Table 2Demographic characteristics and fundus conditions of 4795 participants in Chinese primary healthcare settings
Variable | Total (n=4795) | Shanghai (n=2528) | Xinjiang (n=2267) | P value |
Age (years) | 57 (39.0, 66.0) | 64 (55.0, 70.0) | 44 (32.0, 56.0) | <0.001* |
Gender | <0.001* | |||
Female | 3175 (66.2) | 1874 (74.1) | 1301 (57.4) | |
Male | 1620 (33.8) | 654 (25.9) | 966 (42.6) | |
Normal fundus | 515 (10.7) | 62 (2.5) | 453 (20.0) | <0.001* |
Referable diabetic retinopathy | 386 (8.1) | 211 (8.3) | 175 (7.7) | 0.426 |
Referable hypertensive retinopathy | 8 (0.2) | 3 (0.1) | 5 (0.2) | 0.488 |
Glaucomatous optic neuropathy | 572 (11.9) | 394 (15.6) | 178 (7.9) | <0.001* |
Pathological myopia | 496 (10.3) | 471 (18.6) | 25 (1.1) | <0.001* |
Retinal vein occlusion | 57 (1.2) | 14 (0.6) | 43 (1.9) | <0.001* |
Retinal detachment | 0 (0) | 0 (0) | 0 (0) | / |
Macular holes | 17 (0.4) | 12 (0.5) | 5 (0.2) | 0.139 |
Macular oedema | 237 (4.9) | 79 (3.1) | 158 (7.0) | <0.001* |
Central serous chorioretinopathy | 7 (0.1) | 6 (0.2) | 1 (0.0) | 0.129 |
Epiretinal membranes | 318 (6.6) | 242 (9.6) | 76 (3.4) | <0.001* |
Retinitis pigmentosa | 16 (0.3) | 2 (0.1) | 14 (0.6) | 0.001* |
Retinal drusen | 293 (6.1) | 266 (10.5) | 27 (1.2) | <0.001* |
Macular neovascularisation | 64 (1.3) | 55 (2.2) | 9 (0.4) | <0.001* |
Geographic atrophy | 5 (0.1) | 5 (0.2) | 0 (0) | 0.064 |
Data are presented as median (IQR) or n (%).

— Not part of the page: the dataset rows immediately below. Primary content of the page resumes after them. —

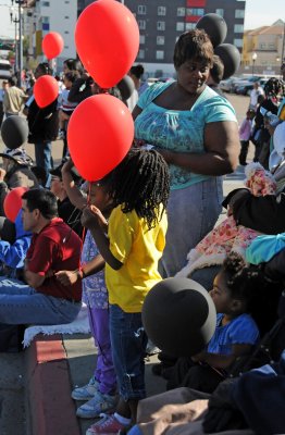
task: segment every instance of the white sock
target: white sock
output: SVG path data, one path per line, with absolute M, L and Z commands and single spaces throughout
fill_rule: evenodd
M 126 419 L 123 415 L 120 415 L 117 412 L 114 413 L 114 418 L 119 421 L 119 423 L 123 424 L 124 426 L 128 426 L 131 423 L 131 419 Z

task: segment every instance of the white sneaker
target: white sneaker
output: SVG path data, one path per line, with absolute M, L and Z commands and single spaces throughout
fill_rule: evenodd
M 113 411 L 117 401 L 117 396 L 110 396 L 97 391 L 96 395 L 86 403 L 82 405 L 76 415 L 82 419 L 95 419 L 100 417 L 102 412 Z
M 98 391 L 99 385 L 99 382 L 92 376 L 87 385 L 74 388 L 72 398 L 74 400 L 90 400 Z

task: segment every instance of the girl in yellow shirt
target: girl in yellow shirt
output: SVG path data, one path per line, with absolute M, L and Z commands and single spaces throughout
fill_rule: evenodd
M 110 334 L 120 400 L 86 435 L 113 434 L 136 420 L 138 400 L 146 397 L 144 357 L 147 336 L 141 308 L 161 276 L 158 262 L 165 246 L 169 169 L 154 150 L 132 149 L 115 167 L 109 184 L 115 208 L 108 227 L 94 206 L 83 213 L 106 260 Z M 108 232 L 108 234 L 107 234 Z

*Statistically significant.
Due to the significant differences in age and gender between Shanghai and Xinjiang participants, we further stratified the analysis by age and gender. Among diseases requiring regular follow-up, the proportion of retinal drusen and PM in Shanghai was significantly higher than in Xinjiang for males and females of all ages (figure 2). Among diseases requiring referral, the percentages of referable DR, RVO and ME in middle-aged and elderly people in Xinjiang were significantly higher than those in Shanghai, while the proportion of GON in males in Shanghai was the highest at all ages (figure 3).
Figure 2. Fundus conditions requiring regular follow-up in Shanghai and Xinjiang primary healthcare settings stratified by age and gender.
Figure 3. Fundus diseases requiring referral in Shanghai and Xinjiang primary healthcare settings stratified by age and gender.
Discussion
In this study, we initially evaluated the efficacy of ARAS for screening multiple retinal abnormalities in primary healthcare settings. The accuracy, specificity and negative predictive value of ARAS for detecting normal fundus and 14 abnormalities were all high, while it revealed a low sensitivity when it comes to detecting normal fundus, RD, macular neovascularisation and geographic atrophy. Moreover, the positive predictive value for screening 14 abnormalities was unsatisfactory compared with that of the normal fundus. Although ARAS performed satisfactorily in identifying multiple retinal diseases during the initial development and validation (online supplemental tables S1 and S2), it is not surprising given that the strict control of image quality and photographic conditions is hard to be fully met in real-world scenarios. The poor quality of images owing to the small pupils, ocular media opacities, camera-related technical issues and operator-dependent factors could affect the performance of the AI screening system.13 Additionally, Lin et al reported satisfactory sensitivity and specificity for identifying multiple retinal abnormalities of CARE in a national real-world study.8 Unlike in the present study, participants with fundus diseases in the study by Lin et al were mainly from tertiary hospitals (85.0% of participants in the internal validation set and 75.3% in the external test set).8 Meanwhile, the low proportion of fundus diseases in primary healthcare visits might have led to the low positive predictive value and low sensitivity in our study. For example, only eight patients had referable hypertensive retinopathy (0.17%), seven had CSC (0.15%) and five had geographic atrophy (0.10%). In summary, ARAS is an effective screening tool for multiple retinal abnormalities; however, its algorithm and workflow still require further improvement for better performance in real-world applications in primary healthcare settings.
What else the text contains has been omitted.